Thursday, 19 April 2012

Akuntansi Untuk Inventory (Persediaan)

Rinella Putri
Assistant Executive Editor
(management – finance) – Salah satu item yang nilainya terbesar dalam aset lancar perusahaan adalah Inventory (Persediaan). Sehingga, inventory menjadi salah satu bagian terpenting dari sebuah neraca. Oleh karena itu, bagi pihak yang berkepentingan terhadap perusahaan, analisa terhadap inventory menjadi hal yang krusial.

Inventory atau Persediaan adalah aset berupa barang maupun bahan baku, yang ditujukan untuk dijual, sedang dalam proses produksi, atau akan digunakan untuk proses produksi.

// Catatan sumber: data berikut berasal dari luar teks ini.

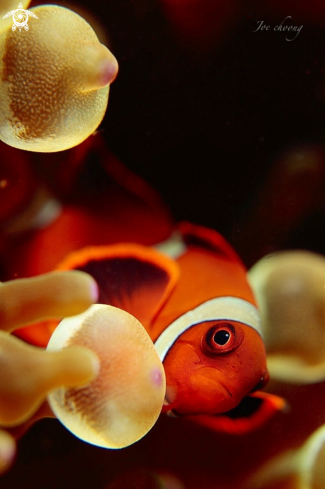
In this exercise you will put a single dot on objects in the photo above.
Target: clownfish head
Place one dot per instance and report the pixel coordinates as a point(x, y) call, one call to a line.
point(213, 357)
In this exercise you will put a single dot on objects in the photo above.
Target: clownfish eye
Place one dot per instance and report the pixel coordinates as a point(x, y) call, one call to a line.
point(221, 338)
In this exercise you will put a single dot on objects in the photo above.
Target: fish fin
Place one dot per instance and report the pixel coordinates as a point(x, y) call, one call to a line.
point(132, 277)
point(195, 235)
point(253, 412)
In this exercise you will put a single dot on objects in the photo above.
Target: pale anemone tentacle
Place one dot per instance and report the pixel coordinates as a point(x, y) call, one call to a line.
point(302, 468)
point(28, 373)
point(124, 401)
point(54, 81)
point(290, 291)
point(9, 6)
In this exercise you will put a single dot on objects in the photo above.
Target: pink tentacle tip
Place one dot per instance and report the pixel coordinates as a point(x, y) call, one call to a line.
point(156, 377)
point(109, 71)
point(94, 291)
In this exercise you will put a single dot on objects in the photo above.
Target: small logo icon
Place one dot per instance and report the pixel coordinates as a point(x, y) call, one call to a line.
point(20, 18)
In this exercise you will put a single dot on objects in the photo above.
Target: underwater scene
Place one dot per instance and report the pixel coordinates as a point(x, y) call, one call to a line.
point(162, 244)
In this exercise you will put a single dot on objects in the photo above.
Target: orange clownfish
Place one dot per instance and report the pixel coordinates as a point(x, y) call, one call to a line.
point(192, 296)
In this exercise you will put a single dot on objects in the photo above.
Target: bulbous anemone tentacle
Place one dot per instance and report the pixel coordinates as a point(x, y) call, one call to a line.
point(54, 81)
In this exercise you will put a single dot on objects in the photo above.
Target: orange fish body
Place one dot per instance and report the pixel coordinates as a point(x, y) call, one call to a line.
point(190, 292)
point(199, 310)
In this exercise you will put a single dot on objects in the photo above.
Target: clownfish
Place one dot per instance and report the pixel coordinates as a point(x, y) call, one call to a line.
point(192, 296)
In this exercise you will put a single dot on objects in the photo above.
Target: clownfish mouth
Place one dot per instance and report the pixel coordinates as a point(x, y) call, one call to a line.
point(251, 413)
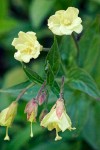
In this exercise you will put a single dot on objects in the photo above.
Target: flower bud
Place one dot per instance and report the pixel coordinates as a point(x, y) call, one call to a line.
point(42, 98)
point(31, 110)
point(7, 116)
point(43, 114)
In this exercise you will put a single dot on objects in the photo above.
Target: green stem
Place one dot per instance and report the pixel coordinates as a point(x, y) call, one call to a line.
point(63, 68)
point(77, 47)
point(46, 49)
point(23, 91)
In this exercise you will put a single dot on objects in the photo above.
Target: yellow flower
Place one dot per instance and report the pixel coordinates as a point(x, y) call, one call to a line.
point(58, 122)
point(7, 116)
point(64, 22)
point(31, 110)
point(27, 46)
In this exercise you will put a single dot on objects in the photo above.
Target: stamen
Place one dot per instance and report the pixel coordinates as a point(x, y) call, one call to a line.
point(57, 136)
point(31, 135)
point(7, 136)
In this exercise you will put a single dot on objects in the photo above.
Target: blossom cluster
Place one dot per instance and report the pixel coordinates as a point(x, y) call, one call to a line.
point(63, 22)
point(56, 119)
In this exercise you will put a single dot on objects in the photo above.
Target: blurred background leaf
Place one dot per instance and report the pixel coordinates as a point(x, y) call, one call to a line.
point(32, 15)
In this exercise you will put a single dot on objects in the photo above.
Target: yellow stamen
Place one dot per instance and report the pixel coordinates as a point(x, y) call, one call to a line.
point(7, 136)
point(31, 135)
point(57, 136)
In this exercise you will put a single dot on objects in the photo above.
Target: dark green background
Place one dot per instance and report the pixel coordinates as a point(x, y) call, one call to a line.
point(32, 15)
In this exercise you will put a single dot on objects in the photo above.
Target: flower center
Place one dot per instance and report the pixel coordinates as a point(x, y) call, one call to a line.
point(67, 22)
point(7, 136)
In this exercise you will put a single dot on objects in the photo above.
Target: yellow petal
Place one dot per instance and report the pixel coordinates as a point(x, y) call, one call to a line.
point(7, 136)
point(57, 136)
point(31, 134)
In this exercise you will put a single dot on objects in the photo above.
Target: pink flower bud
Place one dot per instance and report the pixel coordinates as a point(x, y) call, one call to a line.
point(59, 107)
point(43, 114)
point(42, 98)
point(31, 110)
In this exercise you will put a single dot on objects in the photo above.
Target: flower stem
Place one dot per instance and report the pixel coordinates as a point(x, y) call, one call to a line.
point(7, 136)
point(23, 91)
point(31, 134)
point(61, 88)
point(63, 68)
point(40, 91)
point(77, 47)
point(46, 49)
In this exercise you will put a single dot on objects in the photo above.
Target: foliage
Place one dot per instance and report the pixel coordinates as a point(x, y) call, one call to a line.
point(82, 76)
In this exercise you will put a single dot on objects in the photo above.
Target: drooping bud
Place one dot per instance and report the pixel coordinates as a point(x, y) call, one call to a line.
point(42, 97)
point(43, 114)
point(31, 109)
point(7, 116)
point(59, 107)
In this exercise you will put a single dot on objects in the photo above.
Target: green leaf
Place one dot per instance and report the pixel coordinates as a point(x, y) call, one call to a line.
point(21, 138)
point(33, 76)
point(4, 8)
point(51, 145)
point(17, 89)
point(39, 9)
point(79, 79)
point(91, 131)
point(53, 57)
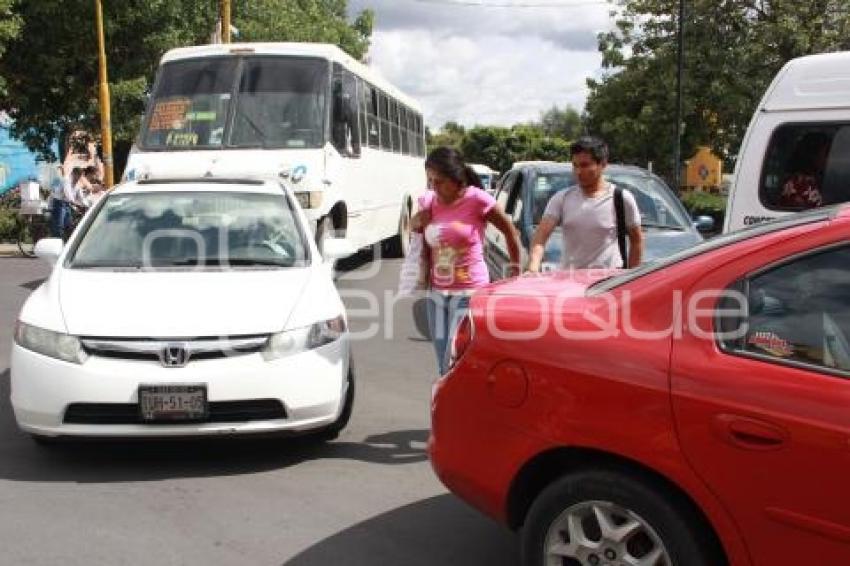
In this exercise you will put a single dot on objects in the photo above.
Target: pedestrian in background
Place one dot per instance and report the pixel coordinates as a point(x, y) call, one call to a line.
point(587, 215)
point(453, 216)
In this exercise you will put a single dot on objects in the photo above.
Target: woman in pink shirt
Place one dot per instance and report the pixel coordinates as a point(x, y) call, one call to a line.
point(453, 216)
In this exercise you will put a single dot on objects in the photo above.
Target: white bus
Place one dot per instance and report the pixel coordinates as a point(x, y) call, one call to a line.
point(350, 144)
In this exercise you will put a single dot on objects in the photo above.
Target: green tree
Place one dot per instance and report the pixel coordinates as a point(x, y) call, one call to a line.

Dalam melakukan penilaian terhadap biaya inventory, terdapat tiga metode yang umum digunakan, yakni sebagai berikut.

FIFO – First In First Out. Dalam metode ini, barang yang pertama kali dibeli (persediaan lama) adalah yang pertama kali dijual. Keuntungan menggunakan FIFO adalah pada ending inventory tercatat harga yang terbaru, sehingga lebih menggambarkan kondisi sebenarnya.

LIFO – Last In First Out. Sebaliknya dari FIFO, dalam metode ini barang yang terakhir kali dibeli justru yang pertama kali dijual. Keuntungan menggunakan LIFO adalah pada income statement dari tax saving, karena harga yang digunakan adalah harga lama, maka laba (profit margin) jadi lebih rendah, sehingga pajak pun jadi lebih rendah.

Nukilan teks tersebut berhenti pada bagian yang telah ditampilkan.